Carlos recuerda, es alcanzado.

Nadie está solo si está en movimiento.

Las noches se hicieron anchas además de largas y él supo qué era el insomnio: una profundidad que se rebela. No va de un momento a otro, está en un momento y en otro, cruzando algo, quizá vivir sea eso.

Es consciente del ruido del tráfico cuando se encuentra ya en la habitación, acostado.
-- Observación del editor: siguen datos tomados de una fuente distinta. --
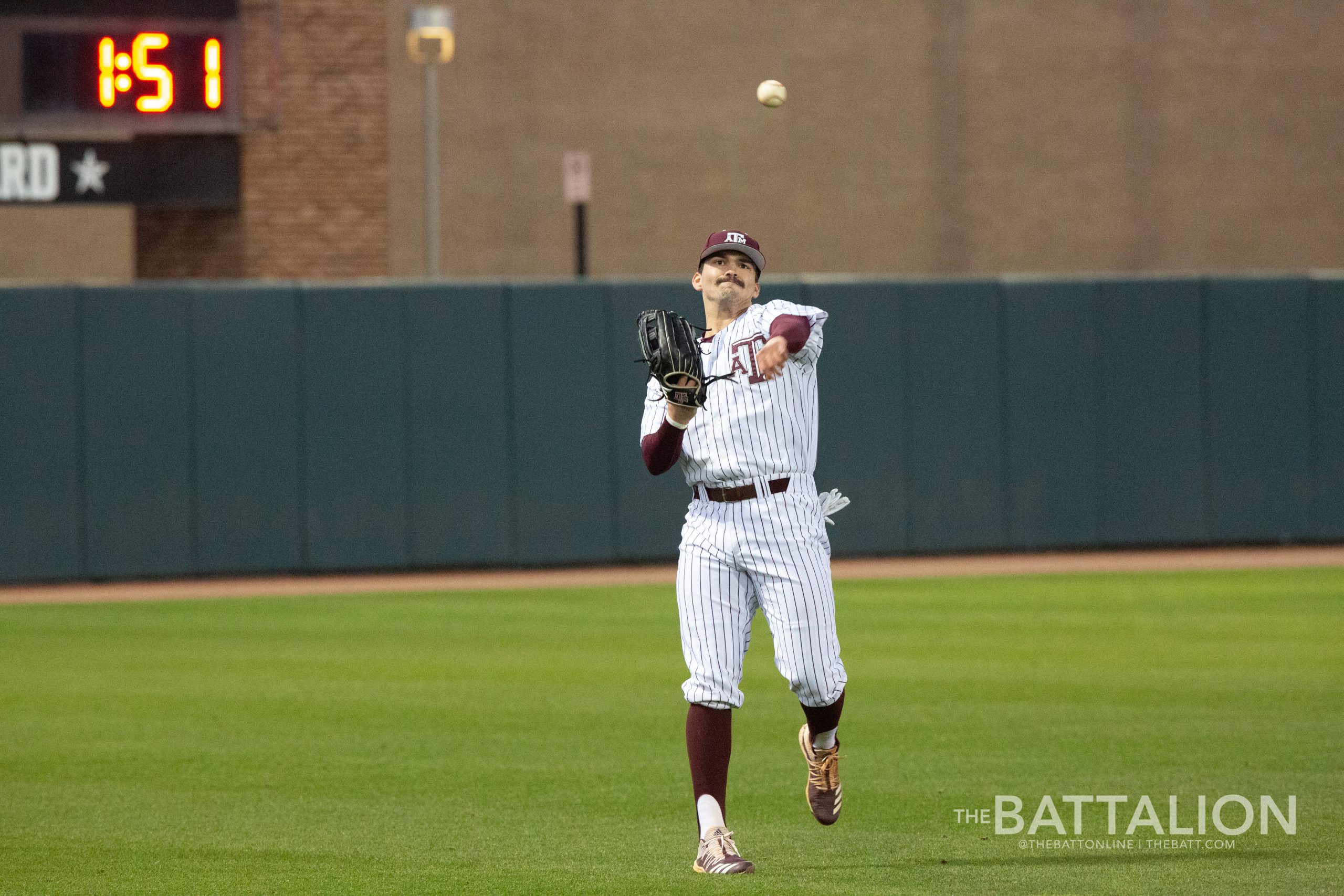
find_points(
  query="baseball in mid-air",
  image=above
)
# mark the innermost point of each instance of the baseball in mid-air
(772, 93)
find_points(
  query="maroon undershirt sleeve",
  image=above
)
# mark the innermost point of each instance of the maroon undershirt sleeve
(793, 328)
(663, 448)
Están volcando algo, tierra: es lo que ve, en su cabeza. O tal vez basura, razona. Se da cuenta: esa es la herida, la imposible conciliación entre la imagen y el pensamiento. Todos los hoteles están llenos de fantasmas. Las llaves que oímos en la cerradura nos informan de la llegada de algo que sabemos presencia y de lo que no podemos decir nada más. Está cansado y el día no acaba. El umbral se estrecha. Por primera vez en su vida Carlos siente que un umbral, en lugar de separar, une. Ya sólo quiere echarse de lado. Permanecer así. Quedarse así. Para siempre. Hasta el final. Nos entristece el sueño, el cansancio sublime, porque vuelve contra sí misma cualquiera de nuestras aspiraciones.